Mara came out and said publicly that the redskins and cowboys were "lucky they didn't take draft picks". Its that sort of back-room crap that annoyed redskins fans and cowboys fans, on top of their day they decided to release it, one day before NFL Free Agency began.
1. The Recent Football Case is a Labor Case, Not an Antitrust Case: Generally when we think about collusion in professional sports, we think about violations of Section 1 of the Sherman Act, which states that “[e]very contract, combination … or conspiracy, in the restraint of trade or commerce … is declared to be illegal.” However, the recent lawsuit filed by the NFL Players Association is not based on Section 1 of the Sherman Act. Rather, it is filed under labor law, and argues that the NFL teams violated three distinct provisions of their last collective bargaining agreement that relate specifically to disallowing collusion. These provisions include:
- Article XIII(a) (Anti-Collusion): “No Club, its employees, or agents, shall enter into any agreement express or implied, with the NFL or any other Club …. to restrict or limit individual Club decision-making [with regards to] whether or not to negotiate with a player.”

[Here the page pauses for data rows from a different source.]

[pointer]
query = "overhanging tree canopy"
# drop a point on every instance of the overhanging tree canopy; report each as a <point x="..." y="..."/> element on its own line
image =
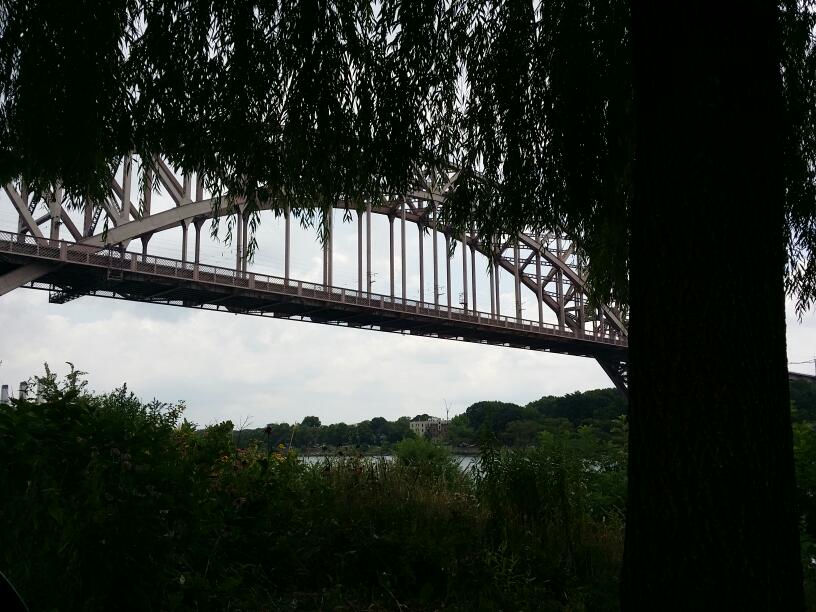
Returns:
<point x="307" y="102"/>
<point x="302" y="103"/>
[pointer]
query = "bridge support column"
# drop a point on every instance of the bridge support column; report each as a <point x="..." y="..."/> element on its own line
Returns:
<point x="238" y="228"/>
<point x="127" y="174"/>
<point x="497" y="278"/>
<point x="391" y="254"/>
<point x="421" y="243"/>
<point x="87" y="223"/>
<point x="473" y="306"/>
<point x="244" y="241"/>
<point x="435" y="256"/>
<point x="402" y="246"/>
<point x="492" y="282"/>
<point x="325" y="249"/>
<point x="21" y="222"/>
<point x="145" y="238"/>
<point x="359" y="251"/>
<point x="517" y="272"/>
<point x="287" y="244"/>
<point x="540" y="290"/>
<point x="369" y="274"/>
<point x="464" y="271"/>
<point x="197" y="223"/>
<point x="184" y="226"/>
<point x="55" y="210"/>
<point x="559" y="287"/>
<point x="447" y="268"/>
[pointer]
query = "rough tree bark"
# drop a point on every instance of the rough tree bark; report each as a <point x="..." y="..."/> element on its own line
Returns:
<point x="711" y="522"/>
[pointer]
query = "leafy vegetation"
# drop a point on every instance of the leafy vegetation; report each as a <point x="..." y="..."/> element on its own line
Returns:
<point x="111" y="503"/>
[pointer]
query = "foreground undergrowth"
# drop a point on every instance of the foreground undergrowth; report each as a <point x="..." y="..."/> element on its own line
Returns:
<point x="111" y="503"/>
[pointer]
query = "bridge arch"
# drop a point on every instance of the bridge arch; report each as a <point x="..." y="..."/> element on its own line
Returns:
<point x="419" y="207"/>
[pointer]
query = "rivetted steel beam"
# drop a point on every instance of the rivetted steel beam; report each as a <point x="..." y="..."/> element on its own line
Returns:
<point x="20" y="202"/>
<point x="492" y="283"/>
<point x="447" y="267"/>
<point x="421" y="243"/>
<point x="23" y="275"/>
<point x="184" y="226"/>
<point x="402" y="245"/>
<point x="244" y="235"/>
<point x="359" y="251"/>
<point x="391" y="255"/>
<point x="330" y="241"/>
<point x="473" y="275"/>
<point x="369" y="274"/>
<point x="540" y="289"/>
<point x="517" y="272"/>
<point x="497" y="277"/>
<point x="287" y="243"/>
<point x="55" y="210"/>
<point x="464" y="271"/>
<point x="436" y="261"/>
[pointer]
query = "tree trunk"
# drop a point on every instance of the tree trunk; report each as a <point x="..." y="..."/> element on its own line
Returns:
<point x="711" y="523"/>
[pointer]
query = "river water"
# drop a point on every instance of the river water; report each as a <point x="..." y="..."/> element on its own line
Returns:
<point x="465" y="462"/>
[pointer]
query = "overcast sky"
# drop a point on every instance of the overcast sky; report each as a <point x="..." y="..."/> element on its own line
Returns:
<point x="261" y="370"/>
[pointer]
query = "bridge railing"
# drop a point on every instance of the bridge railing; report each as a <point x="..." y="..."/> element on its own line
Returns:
<point x="114" y="258"/>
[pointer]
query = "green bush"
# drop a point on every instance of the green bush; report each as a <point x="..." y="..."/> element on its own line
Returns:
<point x="110" y="503"/>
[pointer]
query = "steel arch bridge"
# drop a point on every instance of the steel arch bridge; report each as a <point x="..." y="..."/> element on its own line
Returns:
<point x="73" y="254"/>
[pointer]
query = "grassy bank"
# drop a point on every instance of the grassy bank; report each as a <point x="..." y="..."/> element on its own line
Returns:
<point x="113" y="504"/>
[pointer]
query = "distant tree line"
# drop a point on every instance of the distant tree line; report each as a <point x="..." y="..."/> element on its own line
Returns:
<point x="507" y="423"/>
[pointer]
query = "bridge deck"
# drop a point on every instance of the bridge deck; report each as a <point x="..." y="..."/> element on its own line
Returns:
<point x="75" y="270"/>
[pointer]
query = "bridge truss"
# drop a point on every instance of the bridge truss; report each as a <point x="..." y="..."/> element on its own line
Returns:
<point x="70" y="257"/>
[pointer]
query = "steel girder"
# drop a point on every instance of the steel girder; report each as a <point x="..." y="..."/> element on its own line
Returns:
<point x="556" y="282"/>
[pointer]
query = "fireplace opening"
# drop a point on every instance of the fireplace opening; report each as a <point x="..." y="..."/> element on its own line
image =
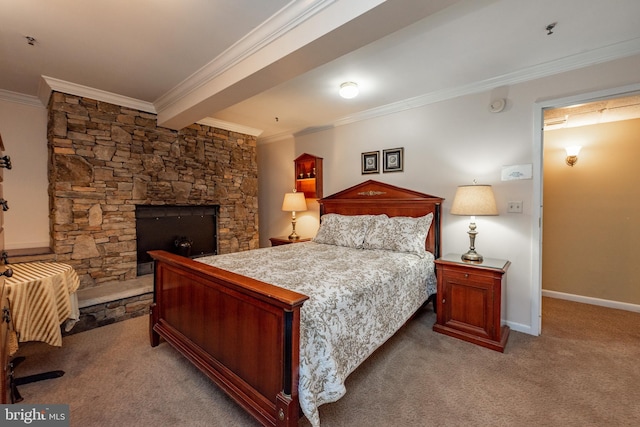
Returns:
<point x="190" y="231"/>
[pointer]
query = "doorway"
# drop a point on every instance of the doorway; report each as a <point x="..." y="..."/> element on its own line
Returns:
<point x="537" y="217"/>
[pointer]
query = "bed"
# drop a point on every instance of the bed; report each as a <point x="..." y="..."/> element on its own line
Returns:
<point x="257" y="322"/>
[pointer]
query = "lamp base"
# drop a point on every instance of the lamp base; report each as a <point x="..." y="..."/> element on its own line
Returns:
<point x="472" y="256"/>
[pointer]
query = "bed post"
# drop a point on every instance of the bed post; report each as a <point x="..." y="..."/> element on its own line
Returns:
<point x="287" y="405"/>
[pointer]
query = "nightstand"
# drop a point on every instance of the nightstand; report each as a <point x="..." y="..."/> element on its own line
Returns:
<point x="471" y="300"/>
<point x="284" y="240"/>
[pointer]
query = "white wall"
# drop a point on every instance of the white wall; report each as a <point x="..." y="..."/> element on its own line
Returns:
<point x="447" y="144"/>
<point x="24" y="133"/>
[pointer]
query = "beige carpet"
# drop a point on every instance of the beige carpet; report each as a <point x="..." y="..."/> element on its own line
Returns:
<point x="583" y="370"/>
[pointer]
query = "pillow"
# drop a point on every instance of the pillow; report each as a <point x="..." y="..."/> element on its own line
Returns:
<point x="399" y="234"/>
<point x="343" y="230"/>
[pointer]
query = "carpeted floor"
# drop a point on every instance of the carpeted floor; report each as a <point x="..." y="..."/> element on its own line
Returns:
<point x="582" y="371"/>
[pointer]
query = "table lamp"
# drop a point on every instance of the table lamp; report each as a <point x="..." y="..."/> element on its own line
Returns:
<point x="473" y="200"/>
<point x="294" y="202"/>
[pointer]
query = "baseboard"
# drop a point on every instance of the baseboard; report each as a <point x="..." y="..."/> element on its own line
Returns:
<point x="593" y="301"/>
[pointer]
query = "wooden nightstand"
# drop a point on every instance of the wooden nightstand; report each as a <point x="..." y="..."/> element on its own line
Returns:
<point x="284" y="240"/>
<point x="471" y="299"/>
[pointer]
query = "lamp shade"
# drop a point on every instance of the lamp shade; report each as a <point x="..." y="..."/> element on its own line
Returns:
<point x="294" y="202"/>
<point x="474" y="200"/>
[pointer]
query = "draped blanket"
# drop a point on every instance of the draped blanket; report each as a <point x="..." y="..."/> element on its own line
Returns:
<point x="358" y="298"/>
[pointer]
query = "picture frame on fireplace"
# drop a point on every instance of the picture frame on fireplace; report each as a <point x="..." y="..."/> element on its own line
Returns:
<point x="393" y="160"/>
<point x="370" y="162"/>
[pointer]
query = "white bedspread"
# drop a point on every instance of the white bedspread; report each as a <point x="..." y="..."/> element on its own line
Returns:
<point x="358" y="299"/>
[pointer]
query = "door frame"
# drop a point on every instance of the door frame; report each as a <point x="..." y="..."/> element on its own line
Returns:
<point x="538" y="184"/>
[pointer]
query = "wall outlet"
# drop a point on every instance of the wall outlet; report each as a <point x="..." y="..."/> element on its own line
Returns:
<point x="514" y="207"/>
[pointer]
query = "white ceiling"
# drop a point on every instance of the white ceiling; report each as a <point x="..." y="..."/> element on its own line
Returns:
<point x="273" y="68"/>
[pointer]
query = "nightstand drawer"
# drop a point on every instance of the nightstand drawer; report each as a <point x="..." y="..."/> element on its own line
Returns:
<point x="462" y="275"/>
<point x="470" y="301"/>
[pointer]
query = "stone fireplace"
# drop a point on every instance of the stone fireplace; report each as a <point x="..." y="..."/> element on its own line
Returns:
<point x="107" y="159"/>
<point x="190" y="231"/>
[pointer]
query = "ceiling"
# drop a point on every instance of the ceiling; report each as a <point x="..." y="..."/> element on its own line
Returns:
<point x="273" y="68"/>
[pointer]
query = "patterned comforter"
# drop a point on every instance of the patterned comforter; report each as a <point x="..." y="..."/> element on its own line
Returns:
<point x="358" y="298"/>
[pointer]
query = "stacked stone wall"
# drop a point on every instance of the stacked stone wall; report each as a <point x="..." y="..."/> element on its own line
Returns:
<point x="105" y="159"/>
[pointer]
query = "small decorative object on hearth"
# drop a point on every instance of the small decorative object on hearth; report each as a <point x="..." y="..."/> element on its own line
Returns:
<point x="474" y="200"/>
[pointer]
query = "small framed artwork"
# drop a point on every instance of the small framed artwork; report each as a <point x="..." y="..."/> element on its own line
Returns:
<point x="370" y="162"/>
<point x="393" y="160"/>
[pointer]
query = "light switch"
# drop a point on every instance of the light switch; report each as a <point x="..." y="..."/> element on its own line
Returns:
<point x="514" y="207"/>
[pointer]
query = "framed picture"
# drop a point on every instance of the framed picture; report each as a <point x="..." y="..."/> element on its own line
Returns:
<point x="370" y="162"/>
<point x="392" y="160"/>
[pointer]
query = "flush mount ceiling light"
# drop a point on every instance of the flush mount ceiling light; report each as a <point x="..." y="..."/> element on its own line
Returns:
<point x="349" y="90"/>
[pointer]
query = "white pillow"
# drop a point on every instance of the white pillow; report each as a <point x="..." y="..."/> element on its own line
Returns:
<point x="399" y="234"/>
<point x="343" y="230"/>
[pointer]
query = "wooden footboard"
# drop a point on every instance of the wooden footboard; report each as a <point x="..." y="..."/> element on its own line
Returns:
<point x="242" y="333"/>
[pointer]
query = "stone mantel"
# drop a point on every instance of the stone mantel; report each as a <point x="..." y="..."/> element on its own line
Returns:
<point x="105" y="159"/>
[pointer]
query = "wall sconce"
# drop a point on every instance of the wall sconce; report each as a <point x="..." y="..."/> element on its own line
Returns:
<point x="294" y="202"/>
<point x="349" y="90"/>
<point x="572" y="154"/>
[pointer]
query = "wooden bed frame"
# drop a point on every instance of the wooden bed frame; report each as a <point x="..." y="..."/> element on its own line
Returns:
<point x="244" y="334"/>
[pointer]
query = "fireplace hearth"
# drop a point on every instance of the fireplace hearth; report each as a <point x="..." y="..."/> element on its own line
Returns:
<point x="190" y="231"/>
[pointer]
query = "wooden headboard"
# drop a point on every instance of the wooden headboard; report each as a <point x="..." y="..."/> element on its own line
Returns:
<point x="375" y="198"/>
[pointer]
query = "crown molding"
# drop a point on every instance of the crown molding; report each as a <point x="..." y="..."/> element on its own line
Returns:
<point x="288" y="18"/>
<point x="569" y="63"/>
<point x="49" y="84"/>
<point x="232" y="127"/>
<point x="20" y="98"/>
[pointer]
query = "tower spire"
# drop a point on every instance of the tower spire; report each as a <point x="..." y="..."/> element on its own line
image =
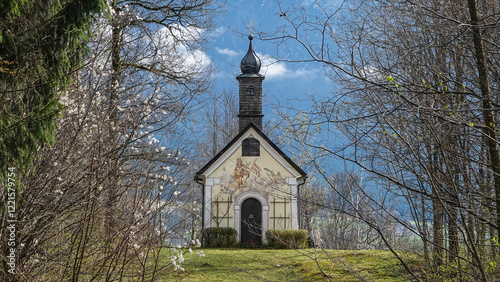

- Article XV, Sect. 2: “Neither the parties hereto, nor any Club or player shall enter into an agreement …. to serve the purpose of defeating or circumventing the intention of the parties reflected by [aspects of the agreement related to] Total Revenues, Salary Cap, Entering Player Pool, and Minimum Team Salary …”
- Article XIX, Sect. 6: “Defendants … each pledge their best efforts and cooperation … to implement the provisions of the [collective bargaining agreement] in a manner consistent with good faith and fair dealing.”
and more Graziano on this topic, directly related to Mara:
Mara is wrong because the only thing of which the Redskins and Cowboys are guilty is failing to honor a shady gentleman's agreement between 32 billionaires who don't want to pay their employees any more than they have to. What the NFL, Mara and the other owners did, effectively imposing a salary cap when none had been agreed to by the other party (i.e., the players) in their collective bargaining agreement, was patently wrong. To punish the teams that didn't go along with the wrong, and to so strenuously defend the punishment as though it were right, is the height of arrogance.